First C19 I've had in, after watching them handling all manner of extraordinary loads at various club events over the years. The prototypes were built by Baldwin for the Denver & Rio Grande, number 346 was delivered new in 1881 and worked right through to 1950 - it's now preserved at the Colorado Railroad Museum.
Originally built to run on the three foot narrow gauge, when scaled for 7 1/4 inch gauge track these come out as a large engine. Built to the Milner Engineering design - intended for commercial use - the model is nearly eleven feet long, the tender and footplate comfortably accomodate a six foot five driver with size thirteen feet.
I have been lucky enough to spend some hours with the builder of this engine over the last couple of weeks, seeing his workshop and getting an insight into how the C19 was made.
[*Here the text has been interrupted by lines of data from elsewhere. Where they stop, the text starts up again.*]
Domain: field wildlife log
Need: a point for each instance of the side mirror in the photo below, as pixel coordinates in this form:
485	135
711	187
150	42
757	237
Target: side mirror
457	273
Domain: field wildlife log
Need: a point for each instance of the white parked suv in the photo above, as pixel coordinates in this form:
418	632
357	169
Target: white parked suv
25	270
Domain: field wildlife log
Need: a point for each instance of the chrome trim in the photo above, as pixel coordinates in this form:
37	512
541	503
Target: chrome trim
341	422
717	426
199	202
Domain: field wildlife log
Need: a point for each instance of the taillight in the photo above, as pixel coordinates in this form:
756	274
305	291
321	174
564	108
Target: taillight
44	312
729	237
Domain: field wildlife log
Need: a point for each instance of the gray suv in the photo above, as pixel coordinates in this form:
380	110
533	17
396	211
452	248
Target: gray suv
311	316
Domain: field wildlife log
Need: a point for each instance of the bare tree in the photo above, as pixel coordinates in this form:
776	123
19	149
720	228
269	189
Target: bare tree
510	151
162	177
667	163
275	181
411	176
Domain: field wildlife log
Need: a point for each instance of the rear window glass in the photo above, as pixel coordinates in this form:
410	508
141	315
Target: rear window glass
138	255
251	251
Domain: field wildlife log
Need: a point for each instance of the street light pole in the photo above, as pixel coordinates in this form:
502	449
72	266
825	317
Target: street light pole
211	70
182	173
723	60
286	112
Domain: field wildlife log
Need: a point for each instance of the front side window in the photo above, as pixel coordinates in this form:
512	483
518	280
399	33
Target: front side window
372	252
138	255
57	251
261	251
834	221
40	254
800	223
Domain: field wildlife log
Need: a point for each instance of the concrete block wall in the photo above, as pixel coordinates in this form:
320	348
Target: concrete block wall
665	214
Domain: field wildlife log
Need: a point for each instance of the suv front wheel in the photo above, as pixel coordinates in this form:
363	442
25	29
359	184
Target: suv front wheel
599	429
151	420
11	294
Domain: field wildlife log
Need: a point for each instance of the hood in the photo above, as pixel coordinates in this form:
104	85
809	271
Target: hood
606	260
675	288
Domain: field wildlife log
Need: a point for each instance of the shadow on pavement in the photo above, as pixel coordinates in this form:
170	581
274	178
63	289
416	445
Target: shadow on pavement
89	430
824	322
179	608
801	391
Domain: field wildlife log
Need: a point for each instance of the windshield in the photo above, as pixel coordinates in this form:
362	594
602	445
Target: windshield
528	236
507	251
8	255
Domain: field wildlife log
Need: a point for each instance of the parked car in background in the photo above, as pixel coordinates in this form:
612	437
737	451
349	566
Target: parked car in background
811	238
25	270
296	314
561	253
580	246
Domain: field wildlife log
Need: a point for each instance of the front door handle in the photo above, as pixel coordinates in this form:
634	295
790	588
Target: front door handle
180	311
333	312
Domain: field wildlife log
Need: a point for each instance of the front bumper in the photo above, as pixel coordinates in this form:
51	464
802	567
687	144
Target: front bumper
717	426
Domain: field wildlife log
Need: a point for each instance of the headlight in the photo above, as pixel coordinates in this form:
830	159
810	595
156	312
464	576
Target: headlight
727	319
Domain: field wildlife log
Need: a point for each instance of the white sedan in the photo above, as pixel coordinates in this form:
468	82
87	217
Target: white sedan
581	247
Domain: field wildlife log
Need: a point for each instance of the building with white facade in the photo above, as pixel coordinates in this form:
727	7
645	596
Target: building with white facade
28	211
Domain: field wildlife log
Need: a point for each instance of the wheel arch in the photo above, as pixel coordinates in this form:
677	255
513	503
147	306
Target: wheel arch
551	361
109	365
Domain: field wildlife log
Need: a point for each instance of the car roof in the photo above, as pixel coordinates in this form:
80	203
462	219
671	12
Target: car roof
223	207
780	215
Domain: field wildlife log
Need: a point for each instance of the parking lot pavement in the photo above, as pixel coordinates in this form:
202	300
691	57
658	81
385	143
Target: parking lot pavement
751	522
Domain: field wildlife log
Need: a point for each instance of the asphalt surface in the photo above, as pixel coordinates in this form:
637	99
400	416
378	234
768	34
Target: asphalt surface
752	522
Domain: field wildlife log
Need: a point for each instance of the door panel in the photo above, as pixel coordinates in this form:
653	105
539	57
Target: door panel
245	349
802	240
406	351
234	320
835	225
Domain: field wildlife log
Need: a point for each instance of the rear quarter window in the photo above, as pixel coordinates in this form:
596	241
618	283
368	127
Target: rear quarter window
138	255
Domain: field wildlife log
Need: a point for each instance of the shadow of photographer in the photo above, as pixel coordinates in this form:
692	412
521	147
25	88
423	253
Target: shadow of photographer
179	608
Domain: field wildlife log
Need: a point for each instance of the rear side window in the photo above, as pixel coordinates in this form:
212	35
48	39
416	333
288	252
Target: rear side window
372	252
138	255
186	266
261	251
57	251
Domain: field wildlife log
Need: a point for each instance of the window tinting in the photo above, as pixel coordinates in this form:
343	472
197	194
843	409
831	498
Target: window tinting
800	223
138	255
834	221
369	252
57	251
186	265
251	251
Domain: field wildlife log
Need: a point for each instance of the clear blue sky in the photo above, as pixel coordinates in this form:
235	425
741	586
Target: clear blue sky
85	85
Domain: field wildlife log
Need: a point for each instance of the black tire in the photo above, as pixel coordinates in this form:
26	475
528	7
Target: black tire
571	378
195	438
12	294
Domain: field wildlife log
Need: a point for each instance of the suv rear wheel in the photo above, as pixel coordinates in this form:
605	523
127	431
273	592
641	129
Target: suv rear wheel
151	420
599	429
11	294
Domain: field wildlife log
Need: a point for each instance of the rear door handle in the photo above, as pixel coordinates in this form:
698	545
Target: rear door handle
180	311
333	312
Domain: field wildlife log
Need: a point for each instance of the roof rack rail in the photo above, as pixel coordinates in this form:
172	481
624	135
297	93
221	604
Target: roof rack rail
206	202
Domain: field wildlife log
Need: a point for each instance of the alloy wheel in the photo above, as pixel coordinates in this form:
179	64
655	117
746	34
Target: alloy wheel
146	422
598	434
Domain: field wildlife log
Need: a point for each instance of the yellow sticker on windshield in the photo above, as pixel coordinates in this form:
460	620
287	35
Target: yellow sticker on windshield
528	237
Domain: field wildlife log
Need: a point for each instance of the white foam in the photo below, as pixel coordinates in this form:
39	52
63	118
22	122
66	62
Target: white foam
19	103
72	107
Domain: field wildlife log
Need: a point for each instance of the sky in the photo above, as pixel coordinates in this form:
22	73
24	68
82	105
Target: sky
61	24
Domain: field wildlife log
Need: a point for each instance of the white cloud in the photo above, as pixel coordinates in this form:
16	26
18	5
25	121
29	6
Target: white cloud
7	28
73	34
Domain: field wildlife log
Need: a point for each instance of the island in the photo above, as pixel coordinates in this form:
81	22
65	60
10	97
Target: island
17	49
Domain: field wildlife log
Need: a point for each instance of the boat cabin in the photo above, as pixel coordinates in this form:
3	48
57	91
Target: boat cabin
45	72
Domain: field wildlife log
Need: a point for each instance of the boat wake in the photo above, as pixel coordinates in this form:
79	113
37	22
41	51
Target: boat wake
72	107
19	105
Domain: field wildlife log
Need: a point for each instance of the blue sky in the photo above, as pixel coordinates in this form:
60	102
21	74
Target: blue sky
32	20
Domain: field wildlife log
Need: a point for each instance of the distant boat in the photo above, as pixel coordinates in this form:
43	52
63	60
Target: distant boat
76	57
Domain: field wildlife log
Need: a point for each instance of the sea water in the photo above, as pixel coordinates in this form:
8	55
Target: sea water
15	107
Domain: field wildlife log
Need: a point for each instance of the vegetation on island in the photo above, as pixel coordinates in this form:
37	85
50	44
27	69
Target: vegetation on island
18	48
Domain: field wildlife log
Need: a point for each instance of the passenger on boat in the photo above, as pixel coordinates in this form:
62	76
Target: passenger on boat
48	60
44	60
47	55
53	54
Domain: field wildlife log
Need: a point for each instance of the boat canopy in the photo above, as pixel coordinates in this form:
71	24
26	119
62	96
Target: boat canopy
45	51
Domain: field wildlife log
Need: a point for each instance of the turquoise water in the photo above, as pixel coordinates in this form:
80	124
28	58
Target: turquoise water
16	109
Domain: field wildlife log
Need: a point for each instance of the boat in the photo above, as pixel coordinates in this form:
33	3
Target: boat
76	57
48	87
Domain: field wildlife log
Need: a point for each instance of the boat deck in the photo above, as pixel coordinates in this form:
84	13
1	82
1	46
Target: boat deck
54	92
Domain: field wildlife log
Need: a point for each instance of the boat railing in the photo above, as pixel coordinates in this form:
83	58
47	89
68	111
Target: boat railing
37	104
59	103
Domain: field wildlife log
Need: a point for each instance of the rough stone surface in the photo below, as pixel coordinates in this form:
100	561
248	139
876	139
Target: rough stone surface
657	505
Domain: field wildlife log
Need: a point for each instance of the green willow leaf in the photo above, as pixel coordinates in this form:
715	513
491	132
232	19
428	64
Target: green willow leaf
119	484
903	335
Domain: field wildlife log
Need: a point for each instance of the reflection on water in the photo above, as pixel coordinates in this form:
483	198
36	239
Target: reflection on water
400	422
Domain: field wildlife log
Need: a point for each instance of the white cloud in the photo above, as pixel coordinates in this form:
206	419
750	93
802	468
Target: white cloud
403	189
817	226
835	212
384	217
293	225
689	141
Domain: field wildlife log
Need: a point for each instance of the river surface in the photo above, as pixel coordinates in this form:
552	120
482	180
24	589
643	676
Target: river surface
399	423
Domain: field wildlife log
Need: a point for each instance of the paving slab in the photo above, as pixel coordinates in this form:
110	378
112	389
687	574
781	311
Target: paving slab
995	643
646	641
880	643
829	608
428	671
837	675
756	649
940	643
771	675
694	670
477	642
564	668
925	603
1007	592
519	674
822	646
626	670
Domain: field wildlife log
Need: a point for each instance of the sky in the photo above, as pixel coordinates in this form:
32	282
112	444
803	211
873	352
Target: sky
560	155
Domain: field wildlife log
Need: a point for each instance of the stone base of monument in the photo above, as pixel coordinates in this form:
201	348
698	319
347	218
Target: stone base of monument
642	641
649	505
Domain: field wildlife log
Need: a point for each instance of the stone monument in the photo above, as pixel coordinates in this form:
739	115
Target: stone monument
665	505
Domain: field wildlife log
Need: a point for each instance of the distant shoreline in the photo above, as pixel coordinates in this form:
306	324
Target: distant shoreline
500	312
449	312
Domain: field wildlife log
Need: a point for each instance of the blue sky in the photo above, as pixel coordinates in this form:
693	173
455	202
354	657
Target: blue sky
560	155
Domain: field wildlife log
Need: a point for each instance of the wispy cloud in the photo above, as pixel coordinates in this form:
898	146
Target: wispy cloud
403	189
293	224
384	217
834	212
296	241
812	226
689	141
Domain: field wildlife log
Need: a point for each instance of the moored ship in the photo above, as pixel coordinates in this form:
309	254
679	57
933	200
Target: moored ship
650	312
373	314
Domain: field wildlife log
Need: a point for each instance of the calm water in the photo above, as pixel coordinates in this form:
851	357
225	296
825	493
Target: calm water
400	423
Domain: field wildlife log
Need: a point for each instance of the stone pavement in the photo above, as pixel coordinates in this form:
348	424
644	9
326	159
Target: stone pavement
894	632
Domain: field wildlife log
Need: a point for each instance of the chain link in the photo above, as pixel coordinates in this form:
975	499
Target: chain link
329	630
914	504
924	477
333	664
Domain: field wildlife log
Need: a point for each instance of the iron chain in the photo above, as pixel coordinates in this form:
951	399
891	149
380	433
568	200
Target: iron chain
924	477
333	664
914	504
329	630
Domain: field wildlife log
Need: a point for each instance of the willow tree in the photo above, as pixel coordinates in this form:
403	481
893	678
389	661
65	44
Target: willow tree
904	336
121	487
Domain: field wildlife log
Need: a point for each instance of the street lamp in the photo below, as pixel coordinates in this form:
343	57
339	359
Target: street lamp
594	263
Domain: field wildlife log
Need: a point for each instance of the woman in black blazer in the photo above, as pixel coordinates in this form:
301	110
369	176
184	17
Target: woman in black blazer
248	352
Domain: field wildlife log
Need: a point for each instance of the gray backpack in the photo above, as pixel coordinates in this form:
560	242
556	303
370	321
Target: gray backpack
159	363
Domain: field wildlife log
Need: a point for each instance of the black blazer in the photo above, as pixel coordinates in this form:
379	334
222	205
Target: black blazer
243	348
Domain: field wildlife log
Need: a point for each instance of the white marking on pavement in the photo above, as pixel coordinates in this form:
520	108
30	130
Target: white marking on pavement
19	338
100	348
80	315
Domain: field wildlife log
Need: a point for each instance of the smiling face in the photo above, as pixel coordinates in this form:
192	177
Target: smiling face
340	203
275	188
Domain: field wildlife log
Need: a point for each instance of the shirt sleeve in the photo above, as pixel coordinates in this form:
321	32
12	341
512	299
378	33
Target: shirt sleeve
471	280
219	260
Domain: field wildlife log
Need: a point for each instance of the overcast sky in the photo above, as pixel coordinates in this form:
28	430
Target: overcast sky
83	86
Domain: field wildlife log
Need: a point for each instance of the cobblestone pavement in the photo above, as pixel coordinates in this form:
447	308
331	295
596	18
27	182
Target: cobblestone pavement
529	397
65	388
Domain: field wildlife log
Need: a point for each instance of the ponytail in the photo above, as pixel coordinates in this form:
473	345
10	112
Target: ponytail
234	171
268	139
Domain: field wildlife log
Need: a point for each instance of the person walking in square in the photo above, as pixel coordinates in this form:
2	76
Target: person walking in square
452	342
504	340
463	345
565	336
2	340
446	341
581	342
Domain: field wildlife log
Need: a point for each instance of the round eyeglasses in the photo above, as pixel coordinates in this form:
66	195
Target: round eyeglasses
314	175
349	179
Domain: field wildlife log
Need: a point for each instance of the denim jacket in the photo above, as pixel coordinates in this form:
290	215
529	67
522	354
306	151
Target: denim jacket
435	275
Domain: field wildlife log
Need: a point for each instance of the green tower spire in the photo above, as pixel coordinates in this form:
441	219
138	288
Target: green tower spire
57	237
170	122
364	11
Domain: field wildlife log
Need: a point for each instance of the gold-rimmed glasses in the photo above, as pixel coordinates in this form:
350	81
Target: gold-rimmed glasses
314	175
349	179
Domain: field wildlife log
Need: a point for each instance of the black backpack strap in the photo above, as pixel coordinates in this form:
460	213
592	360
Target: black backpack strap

A lifelong engineer, he was apprenticed at steam crane builders Stothert & Pitt of Bath in 1955 before moving to Rolls Royce at Filton where he stayed for the remainder of his career, ending up in the experimental new materials department there (the exotic steel alloy grate fitted to this engine obviously part of an ongoing investigation into the effects of heat on new steels destined for high-performance gas turbine engines...). During the same period, he has been a prolific model builder, with eight engines to his credit including a 3 inch Burrell, 7 1/4 inch gauge "Bridget" and a well-advanced 6 inch scale Foden wagon currently in the workshop.
The pictures below largely speak for themselves - the standard of engineering is excellent throughout, the engine runs exactly the way it looks.
Steel boiler by Bell Boilers, April 2011. Expanded tubes, tested for 125psi working pressure although the bronze "soft pop" safety valves are currently set at 95 and 100psi respectively, which has proved more than adequate for anything the builder has required of the engine. Fusible plug fitted in firebox. Feed by a pair of injectors, mounted each side of the cab. Twin PTFE seat blowdown valves fitted to rear.
Firebox is fitted with front and rear dampers, grate has a quick-release drop down action, lever-operated from the cab. Ashpan has a sliding bottom panel to facilitate cleaning.
Cast iron cylinders with iron rings, slide valves actuated by Stephenson's gear with pole reverser in the cab. Throttle lever has a detent and locking catch to prevent inadvertent runaways. Mechanical oil pump on the offside running board, with sight glass visible from cab. Axles have ground journals running in bronze axleboxes.
Engine and tender are air-braked, with steam-operated air pump on the nearside running board and auxiliary electric pump in the tender. Locomotive is vacuum equipped, the driver's brake valve on the floor is a combined air/vacuum valve, applying locomotive, tender and train brakes simultaneously. Compressed air resevoirs are mounted in the tender, with a vacuum resevoir at the rear.
In regular use for night-running at the builder's track, there is a powerful halogen headlamp fitted, along with illuminated classfication and number lights at the front and the most beautifully-lit backhead I've ever seen, with brass-housed lamps mounted above the water gauges, the wiring neatly piped across the boiler - it provides excellent illumination of the water gauges and valves, without any glare in the driver's eyes from an unshielded bulb. 24 volts bulbs are fitted in the front running lights - running on 12 volts they give an authentic yellow "oil lamp" type light - bodies are quickly detachable for bulb replacement with O-rings to keep moisture out.
The cab can be lifted off by removing two screws underneath and detaching the whistle chain. It is made from teak salvaged from a Great Northern coach of 1881 - chosen as it was the same year the prototype engine was built (which is pushing authenticity pretty much to the limit!).
The bogie tender runs on double row self-aligning bearings with oil seals, it has a front compartment containing air pump, battery and lighting switchgear. Tank holds 15 gallons of water. Water and electric connections to the locomotive are all quickly detachable.
A very fine piece of engineering, one of the nicest things I've driven this year.